I agree with John – Joel and Jeff basically punted on this one. What we’ll have then is people who are willing to pay money – not necessarily the best candidates or the ones who are willing to take a new job.

There is an endless supply of evidence that desperate people will spend money to get jobs or on get-rich-quick schemes so the premise that this somehow “qualifies” people is dead wrong. It may sound good when you’re selling a recruiter on paying you $1000 to do a search and you can point at some of the brilliant people on SO, but if your real pool of $29 candidates is the ones right out of college or the ones recently laid off is that what you really want?
As of this writing the last two posts by people who support it are two college kids just entering the job market. Is that really the pool of qualified candidates you want to be selling? I don’t think so.

If you’re making the market you can choose the rules. In this case using money as the qualifier for “serious” job hunters is a mistake.

IMO all the CVs should be searchable if it was elected and the candidates should have a set of criteria that they can present to recruiters so that neither side wastes time.

One should be able to define things like geographic areas, minimum salary, vacation, office space, CPU speed, only green M&Ms in the receptionists desk jar, etc. And this, my friends, is truly something that I would pay for.

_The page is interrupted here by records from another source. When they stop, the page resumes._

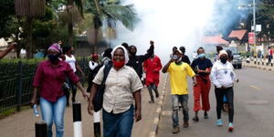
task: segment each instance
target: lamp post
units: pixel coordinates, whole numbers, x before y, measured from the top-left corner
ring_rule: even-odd
[[[253,0],[253,26],[254,26],[254,46],[256,46],[256,11],[255,0]]]

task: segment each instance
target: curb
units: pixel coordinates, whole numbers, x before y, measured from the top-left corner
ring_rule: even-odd
[[[161,119],[161,114],[162,114],[162,108],[163,108],[163,100],[165,97],[167,78],[168,78],[168,75],[166,75],[164,82],[163,82],[163,90],[162,90],[163,94],[159,97],[160,98],[160,100],[158,101],[159,106],[157,107],[157,109],[155,111],[155,117],[153,120],[153,132],[150,132],[149,137],[155,137],[158,133],[160,119]]]

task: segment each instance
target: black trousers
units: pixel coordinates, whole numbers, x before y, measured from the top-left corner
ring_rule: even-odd
[[[221,112],[224,104],[224,96],[227,97],[227,101],[228,105],[228,121],[229,122],[233,122],[234,117],[234,105],[233,105],[233,98],[234,98],[234,91],[233,87],[227,89],[215,89],[215,95],[216,100],[216,114],[217,119],[221,119]]]

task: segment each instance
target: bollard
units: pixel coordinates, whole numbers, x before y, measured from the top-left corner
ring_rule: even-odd
[[[94,137],[100,137],[100,111],[94,112],[93,115],[93,131],[94,131]]]
[[[72,103],[74,137],[82,137],[81,104]]]
[[[45,121],[36,122],[36,137],[47,137],[47,126]]]

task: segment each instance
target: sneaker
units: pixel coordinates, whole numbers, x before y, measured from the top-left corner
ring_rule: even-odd
[[[233,132],[233,130],[234,130],[233,124],[232,124],[232,122],[229,122],[229,124],[228,124],[228,131],[229,132]]]
[[[216,125],[217,126],[222,126],[223,125],[223,121],[221,119],[218,119],[216,121]]]
[[[173,130],[173,133],[178,133],[180,132],[180,127],[174,127]]]
[[[199,118],[198,116],[195,116],[192,121],[195,121],[195,122],[198,122],[199,121]]]
[[[188,128],[188,120],[184,120],[184,128]]]

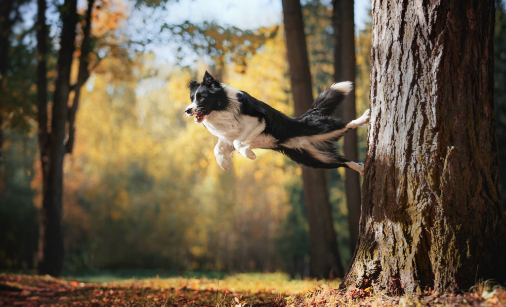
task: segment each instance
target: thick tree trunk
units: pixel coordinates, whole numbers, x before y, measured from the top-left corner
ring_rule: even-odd
[[[503,281],[494,2],[372,6],[360,236],[343,286],[442,293]]]
[[[283,0],[284,27],[295,113],[300,116],[313,103],[311,72],[299,0]],[[344,275],[328,200],[324,170],[302,168],[304,199],[311,243],[310,275],[335,278]]]
[[[334,73],[336,82],[355,82],[355,16],[353,0],[334,0],[332,12],[334,26]],[[343,102],[341,111],[338,114],[345,122],[356,118],[355,90],[352,90]],[[344,154],[346,159],[358,161],[357,131],[352,129],[344,137]],[[350,229],[350,248],[352,253],[355,250],[358,240],[358,224],[360,219],[360,174],[350,169],[345,169],[346,180],[346,204],[348,209],[348,225]]]

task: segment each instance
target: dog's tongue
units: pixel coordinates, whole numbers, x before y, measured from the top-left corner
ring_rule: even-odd
[[[195,123],[198,124],[200,122],[202,122],[202,121],[204,120],[204,117],[202,116],[202,113],[204,111],[202,111],[202,112],[200,112],[200,113],[197,114],[197,116],[195,117],[195,119],[194,120],[195,121]]]

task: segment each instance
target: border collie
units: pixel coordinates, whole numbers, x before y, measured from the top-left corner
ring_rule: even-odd
[[[187,116],[196,115],[218,138],[215,156],[220,166],[230,169],[229,160],[234,150],[254,160],[252,149],[265,148],[287,156],[299,164],[316,168],[346,167],[364,174],[364,166],[346,160],[335,142],[349,129],[369,122],[369,110],[349,123],[331,117],[351,91],[351,82],[334,83],[321,92],[311,108],[292,119],[243,91],[220,83],[207,71],[202,83],[192,81]]]

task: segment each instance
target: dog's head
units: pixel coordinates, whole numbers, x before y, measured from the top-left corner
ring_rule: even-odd
[[[185,112],[188,116],[196,115],[195,123],[200,123],[213,111],[222,111],[227,107],[227,93],[220,81],[213,78],[207,71],[202,83],[192,81],[190,88],[191,104]]]

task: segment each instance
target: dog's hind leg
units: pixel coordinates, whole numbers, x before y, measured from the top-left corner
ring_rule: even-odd
[[[234,146],[231,143],[221,139],[218,139],[218,142],[215,146],[215,157],[216,157],[216,162],[218,163],[218,165],[224,171],[230,170],[230,163],[229,160],[230,160],[233,151]]]
[[[346,162],[345,163],[348,167],[352,170],[355,170],[360,173],[360,175],[363,177],[364,176],[364,164],[363,163],[357,163],[356,162],[353,162],[352,161],[349,161],[348,162]]]
[[[369,122],[369,109],[364,112],[363,115],[360,118],[350,122],[346,125],[346,129],[353,129],[362,125],[365,125]]]

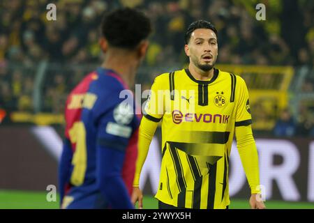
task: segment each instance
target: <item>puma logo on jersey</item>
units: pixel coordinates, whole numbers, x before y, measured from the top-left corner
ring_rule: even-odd
[[[190,104],[190,99],[191,98],[192,98],[192,96],[190,96],[190,97],[188,98],[186,98],[184,97],[184,96],[181,96],[181,98],[186,100],[188,101],[188,104]]]

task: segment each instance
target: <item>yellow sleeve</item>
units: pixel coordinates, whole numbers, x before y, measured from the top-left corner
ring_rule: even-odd
[[[144,116],[154,122],[160,121],[165,113],[165,90],[160,75],[155,78],[144,110]]]
[[[235,128],[237,144],[251,194],[260,193],[258,155],[251,125]]]
[[[162,89],[160,82],[159,76],[155,78],[145,106],[144,117],[142,118],[140,125],[137,160],[136,161],[133,187],[138,187],[140,185],[140,176],[147,157],[149,145],[158,123],[163,118],[164,114],[163,96],[160,96],[162,95],[161,91],[158,93],[158,91]]]
[[[237,114],[235,126],[244,126],[252,124],[248,91],[244,80],[237,76]]]
[[[136,160],[135,174],[133,187],[140,185],[140,176],[149,149],[151,139],[155,134],[158,123],[151,121],[143,117],[140,125],[137,143],[137,160]]]

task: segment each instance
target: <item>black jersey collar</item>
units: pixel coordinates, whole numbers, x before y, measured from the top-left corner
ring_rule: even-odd
[[[190,70],[188,70],[188,69],[184,69],[184,70],[186,71],[186,73],[188,75],[188,77],[190,77],[190,79],[191,80],[193,80],[193,82],[195,82],[197,84],[209,84],[214,82],[217,79],[218,75],[219,74],[219,70],[214,68],[213,77],[209,81],[201,81],[201,80],[195,79],[194,77],[190,73]]]

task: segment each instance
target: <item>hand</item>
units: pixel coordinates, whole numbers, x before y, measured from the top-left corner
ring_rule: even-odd
[[[138,208],[143,208],[143,194],[142,191],[138,187],[133,187],[133,192],[132,192],[131,201],[135,206],[136,201],[138,201]]]
[[[266,209],[260,194],[252,194],[250,198],[250,206],[252,209]]]

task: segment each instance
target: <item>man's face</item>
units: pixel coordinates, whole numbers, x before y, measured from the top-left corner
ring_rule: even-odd
[[[190,35],[190,42],[185,45],[185,51],[190,63],[200,70],[209,71],[217,60],[217,36],[211,29],[195,29]]]

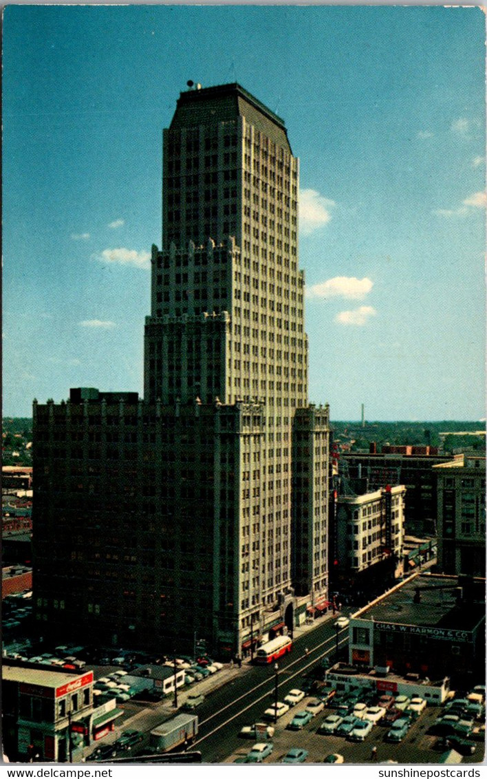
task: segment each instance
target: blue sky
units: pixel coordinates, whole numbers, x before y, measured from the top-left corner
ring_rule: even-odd
[[[300,158],[309,397],[332,419],[484,418],[478,8],[11,5],[3,410],[143,389],[161,133],[238,81]]]

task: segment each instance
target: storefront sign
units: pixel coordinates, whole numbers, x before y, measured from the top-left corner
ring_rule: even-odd
[[[385,679],[377,679],[376,682],[376,686],[377,690],[380,690],[381,693],[397,693],[397,682],[386,682]]]
[[[376,630],[383,630],[387,633],[405,633],[409,636],[425,636],[427,638],[438,639],[441,641],[453,643],[469,643],[473,641],[473,636],[469,630],[450,630],[447,628],[433,628],[428,626],[397,625],[395,622],[374,622]]]
[[[81,689],[82,687],[86,687],[86,685],[91,684],[92,682],[93,671],[89,671],[87,674],[76,677],[72,682],[68,682],[67,684],[63,684],[62,687],[58,687],[56,689],[56,698],[61,698],[62,696],[68,695],[69,693],[76,693],[76,690]]]

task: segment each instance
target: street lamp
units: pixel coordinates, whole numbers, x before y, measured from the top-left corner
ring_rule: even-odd
[[[279,665],[274,663],[274,724],[277,724],[277,686],[279,680]]]
[[[176,662],[176,650],[175,649],[175,700],[173,703],[175,709],[178,708],[178,683],[176,681],[177,670],[178,670],[178,664]]]

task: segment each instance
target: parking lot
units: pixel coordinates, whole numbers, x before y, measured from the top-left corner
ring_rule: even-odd
[[[400,743],[390,743],[386,740],[386,734],[390,725],[380,724],[374,725],[370,734],[363,742],[349,741],[343,736],[321,735],[316,732],[323,721],[333,709],[326,707],[313,717],[302,730],[291,731],[287,726],[298,711],[306,707],[310,698],[305,698],[298,705],[291,707],[287,714],[280,717],[275,727],[275,733],[271,741],[273,744],[272,755],[264,760],[264,763],[279,763],[291,748],[299,748],[309,753],[306,763],[323,763],[326,756],[339,754],[344,763],[368,763],[372,760],[372,750],[376,747],[378,763],[397,761],[398,763],[439,763],[445,748],[442,739],[428,734],[428,730],[442,711],[439,707],[429,707],[412,723],[407,735]],[[256,739],[256,742],[258,739]],[[244,758],[256,742],[250,739],[242,739],[242,745],[225,762],[233,763],[238,758]],[[464,757],[464,763],[482,762],[484,744],[476,744],[475,754]]]

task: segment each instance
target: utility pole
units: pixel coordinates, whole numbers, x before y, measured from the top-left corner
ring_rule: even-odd
[[[71,738],[71,707],[68,712],[68,749],[69,750],[69,763],[72,763],[72,739]]]
[[[176,682],[176,672],[178,671],[178,664],[176,662],[176,650],[175,649],[175,700],[174,700],[174,707],[178,708],[178,684]]]
[[[274,663],[274,724],[277,724],[277,687],[279,685],[279,665]]]

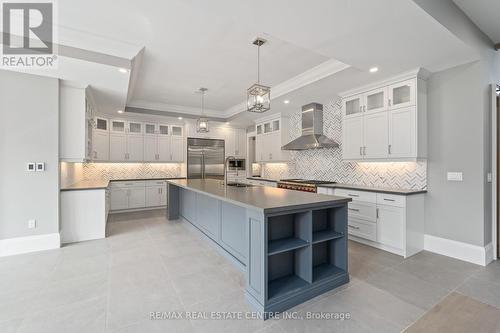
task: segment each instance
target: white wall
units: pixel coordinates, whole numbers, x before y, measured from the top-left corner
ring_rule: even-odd
[[[59,82],[0,71],[0,240],[59,230]],[[45,162],[45,172],[26,163]],[[37,228],[28,229],[36,219]]]

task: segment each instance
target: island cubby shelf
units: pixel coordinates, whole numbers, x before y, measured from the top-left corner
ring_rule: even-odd
[[[269,304],[291,304],[323,284],[348,281],[345,214],[339,206],[267,217]]]

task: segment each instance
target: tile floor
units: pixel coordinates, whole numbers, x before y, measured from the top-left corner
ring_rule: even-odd
[[[349,313],[349,320],[150,320],[152,311],[251,311],[243,274],[163,211],[112,215],[108,234],[0,258],[0,332],[444,332],[460,322],[458,310],[469,314],[460,327],[500,331],[500,319],[490,318],[500,318],[499,263],[480,267],[428,252],[403,260],[354,242],[351,282],[291,310]]]

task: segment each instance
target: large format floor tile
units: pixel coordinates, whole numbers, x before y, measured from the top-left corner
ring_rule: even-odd
[[[106,239],[0,258],[0,332],[498,331],[491,320],[500,307],[498,263],[429,252],[403,259],[349,242],[348,284],[262,321],[251,318],[244,273],[220,251],[164,210],[113,214]],[[151,319],[177,311],[183,319]]]

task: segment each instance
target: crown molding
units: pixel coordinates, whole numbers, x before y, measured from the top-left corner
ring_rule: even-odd
[[[336,59],[327,60],[316,67],[308,69],[286,81],[271,87],[271,100],[281,97],[289,92],[300,89],[311,83],[324,79],[330,75],[343,71],[351,66]],[[224,111],[225,117],[232,117],[246,110],[246,102],[239,103]]]

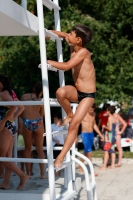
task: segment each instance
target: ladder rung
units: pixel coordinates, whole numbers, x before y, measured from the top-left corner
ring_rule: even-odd
[[[51,31],[49,31],[46,28],[45,28],[45,36],[46,37],[50,37],[50,39],[53,40],[53,41],[55,41],[55,39],[58,39],[58,40],[60,39],[61,40],[61,38],[59,38],[58,35],[56,35],[55,33],[51,32]]]
[[[61,167],[59,167],[59,168],[57,168],[57,167],[55,167],[54,168],[54,170],[56,171],[56,172],[58,172],[58,171],[60,171],[60,170],[62,170],[62,169],[64,169],[64,168],[66,168],[66,167],[69,167],[70,165],[72,165],[72,161],[69,161],[69,162],[63,162],[63,164],[62,164],[62,166]],[[46,169],[46,172],[48,172],[48,168]]]
[[[52,132],[52,135],[59,136],[59,135],[67,134],[67,133],[68,133],[68,130],[54,131]]]
[[[41,64],[38,65],[38,68],[41,68]],[[57,69],[56,69],[55,67],[52,67],[52,66],[49,65],[49,64],[47,64],[47,68],[48,68],[48,70],[50,70],[50,71],[55,71],[55,72],[57,72]]]
[[[61,194],[61,196],[59,196],[56,200],[68,200],[74,197],[76,194],[77,193],[74,190],[67,190],[66,192]]]
[[[61,8],[56,5],[53,1],[50,1],[50,0],[43,0],[43,5],[45,5],[47,8],[49,8],[50,10],[56,8],[58,10],[61,10]]]
[[[96,183],[90,183],[89,185],[89,191],[91,191],[96,186]],[[87,191],[87,189],[85,189]]]
[[[55,167],[54,170],[55,170],[56,172],[58,172],[58,171],[60,171],[60,170],[62,170],[62,169],[64,169],[64,168],[66,168],[66,167],[69,167],[70,165],[72,165],[72,161],[63,162],[63,165],[62,165],[61,167],[59,167],[59,168]]]
[[[54,98],[50,98],[49,101],[58,103],[57,99],[54,99]]]

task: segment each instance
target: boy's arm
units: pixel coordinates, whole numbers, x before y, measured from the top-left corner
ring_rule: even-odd
[[[95,123],[94,126],[93,126],[94,130],[98,133],[98,135],[100,136],[101,140],[104,140],[104,137],[102,135],[102,133],[100,132],[97,124]]]
[[[75,53],[75,55],[68,62],[57,62],[53,60],[48,60],[47,63],[59,70],[68,71],[81,63],[85,59],[87,52],[88,51],[83,48]]]
[[[50,31],[51,31],[52,33],[58,35],[58,37],[60,37],[60,38],[64,38],[64,39],[65,39],[65,38],[68,36],[68,34],[65,33],[65,32],[56,31],[56,30],[50,30]]]
[[[109,124],[109,126],[103,125],[103,128],[105,128],[107,131],[112,131],[112,121],[111,121],[110,117],[108,118],[108,124]]]
[[[120,131],[118,130],[117,132],[117,134],[121,135],[127,127],[127,123],[124,121],[124,119],[122,119],[120,115],[117,115],[117,119],[122,124],[122,129]]]

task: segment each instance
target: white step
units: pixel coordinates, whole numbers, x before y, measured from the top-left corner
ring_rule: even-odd
[[[68,200],[71,199],[76,195],[76,192],[74,190],[67,190],[61,196],[59,196],[56,200]]]
[[[59,38],[58,35],[56,35],[55,33],[51,32],[51,31],[49,31],[48,29],[44,28],[44,30],[45,30],[45,36],[46,37],[50,37],[49,38],[50,40],[52,40],[54,42],[55,42],[55,40],[62,40],[62,38]],[[39,29],[37,30],[37,33],[39,33]]]
[[[61,10],[61,8],[58,5],[56,5],[53,1],[50,0],[43,0],[43,5],[45,5],[50,10],[52,9]]]
[[[54,170],[56,171],[56,172],[58,172],[58,171],[60,171],[60,170],[62,170],[62,169],[64,169],[64,168],[66,168],[66,167],[69,167],[70,165],[72,165],[72,161],[69,161],[69,162],[63,162],[63,165],[61,166],[61,167],[59,167],[59,168],[54,168]]]
[[[53,136],[59,136],[59,135],[66,135],[68,133],[68,130],[62,130],[62,131],[53,131]]]
[[[0,0],[0,36],[38,35],[38,17],[12,0]]]
[[[73,188],[78,193],[81,189],[81,178],[77,177],[75,181],[73,181]]]
[[[54,170],[56,171],[56,172],[58,172],[58,171],[60,171],[60,170],[62,170],[62,169],[64,169],[64,168],[66,168],[66,167],[68,167],[68,166],[70,166],[70,165],[72,165],[72,161],[69,161],[69,162],[63,162],[63,165],[61,166],[61,167],[59,167],[59,168],[57,168],[57,167],[55,167],[54,168]],[[48,168],[46,169],[46,172],[48,172]]]
[[[38,65],[38,68],[41,68],[41,64]],[[55,71],[55,72],[57,72],[57,69],[54,68],[54,67],[52,67],[52,66],[49,65],[49,64],[47,64],[47,68],[48,68],[48,70],[51,70],[51,71]]]
[[[96,186],[96,183],[90,183],[88,191],[91,191]],[[87,191],[87,189],[85,189]]]

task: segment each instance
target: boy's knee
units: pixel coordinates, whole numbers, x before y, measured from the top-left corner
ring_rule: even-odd
[[[63,97],[65,95],[65,91],[63,88],[59,88],[57,91],[56,91],[56,97]]]
[[[70,125],[69,125],[69,130],[75,130],[79,127],[79,124],[76,123],[76,122],[71,122]]]

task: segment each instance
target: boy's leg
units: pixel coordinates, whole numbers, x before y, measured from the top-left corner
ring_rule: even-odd
[[[116,136],[116,146],[117,146],[117,149],[118,149],[118,163],[116,165],[116,167],[121,167],[122,163],[122,156],[123,156],[123,149],[121,147],[121,135],[117,135]]]
[[[56,91],[56,98],[67,114],[61,124],[64,126],[72,120],[73,112],[70,102],[78,102],[77,90],[73,86],[63,86]]]
[[[89,108],[93,105],[93,103],[94,103],[93,98],[84,98],[79,103],[76,113],[73,115],[72,121],[69,125],[68,134],[63,149],[54,162],[55,167],[61,167],[67,152],[69,151],[74,141],[76,140],[79,125],[83,120],[83,118],[86,116]]]
[[[12,157],[13,143],[14,143],[14,138],[12,137],[9,148],[8,148],[8,152],[6,155],[9,158]],[[5,176],[4,176],[3,183],[0,185],[0,188],[4,188],[6,190],[10,189],[10,185],[9,185],[10,176],[11,176],[11,170],[5,167]]]
[[[103,162],[103,166],[100,168],[101,170],[107,169],[108,160],[109,160],[109,152],[104,151],[104,162]]]
[[[111,153],[111,165],[109,166],[109,168],[115,168],[115,152]]]
[[[36,151],[38,154],[38,158],[44,159],[44,151],[43,151],[43,133],[44,133],[44,127],[43,124],[34,132],[34,140],[36,145]],[[44,163],[39,163],[40,166],[40,178],[44,179],[46,178],[44,174]]]

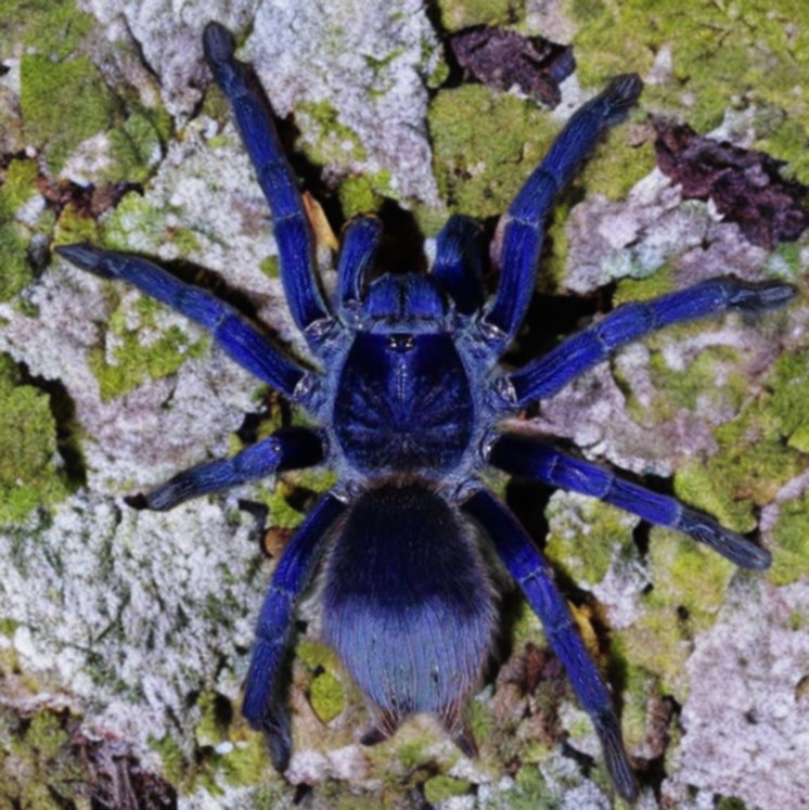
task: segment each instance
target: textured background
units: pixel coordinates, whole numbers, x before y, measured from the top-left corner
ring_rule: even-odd
[[[359,746],[368,715],[307,602],[282,780],[237,710],[272,567],[260,545],[275,556],[328,478],[287,475],[168,514],[124,503],[295,419],[182,318],[50,252],[89,239],[204,268],[204,283],[304,356],[264,201],[208,87],[210,18],[236,31],[332,228],[381,209],[407,256],[419,256],[418,231],[428,255],[453,210],[496,216],[570,110],[607,77],[641,74],[639,112],[550,223],[541,292],[585,304],[560,316],[540,301],[514,358],[560,323],[711,275],[787,280],[799,296],[756,322],[629,347],[524,429],[570,439],[736,530],[758,525],[773,569],[739,573],[575,496],[509,498],[547,542],[621,696],[639,807],[809,807],[809,239],[762,244],[739,211],[683,200],[655,167],[649,117],[767,152],[809,183],[809,11],[679,9],[0,2],[1,807],[613,806],[589,721],[508,582],[500,663],[470,707],[474,761],[424,719]],[[555,110],[461,82],[447,38],[480,23],[573,46],[578,67]],[[742,207],[769,182],[755,160],[736,181]]]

If I could “qualify” only “serious” employers then I would pay $29.99 for that. (but I would rather it be free since it allows the employer to limit the time spent on the candidates. They would know whether the candidate is interested in their environment or not.

BobbyShaftoe Oct 16 2009

But Joel, you have to admit there is some cynicism here. If one pays for a job, under the view that has been espoused, then one does not deserve or at least, is not good enough for a good programming job.

Joel and Jeff, do you intend to list short term contracts on the careers site?

I personally value short term contracts because they give me a wide range of experience, but you might also take the view that they prevent programmers from developing a meaningful relationship with their employer.

You have strong ideas about what kind of positions should be on your site so I was curious about your take on contracting.

Jason Oct 20 2009

I read this
“The Fog Creek Promise: If you’re not satisfied, for any reason, within 90 days you get a full refund, period, no questions asked. We don’t want your money if you’re not amazingly happy.”

I think there are some grammatical errors. I think there should be a comma, after the ’90 days’, or someone may interpret this to mean “I’ll get my refund within 90 days – between whatever day I ask for it, and a few months from now.” It should be more specific to say, “If you are not satisfied, within 90 days, you can get your money back.”

@Jason: I do think that the refund will be done for the full contract time span, as Joel in his comment above said: “We’re not “entitled” to your $29 bucks, we have to earn it by getting you a great job, and if we don’t, we’ll give you your money back.”

Now, how should I now after 90 days whether they will succeed? I will only know after the contract ended. No questions asked means you are making an investment of $29 now, and get them back in three years. Just keep a copy of the money back guarantee and Joel’s comment.

Jason Oct 21 2009

@Ralph: Wow, Gotcha – I thought they were referring to their software subscription service. I can see this guarantee being reasonable for all parties, now.

I feel that they explained the rational behind the paying and the vanity site well.

One thing that made me chuckle was the idea of using “CV” instead of “resume” because of all the negative connotations of the word “resume” of course in the UK where CV is the standard it has all of the same negative connotations.

George Oct 23 2009

I find the question of the week ironic, given my experience of the crappy wifi at yesterday’s DevDay in Seattle. Almost every time I tried to get online, I failed to get a connection. It was the lowpoint for me of an otherwise pretty good conference.

for $99 you expect wifi? With that many people? I have a brigde to sell you.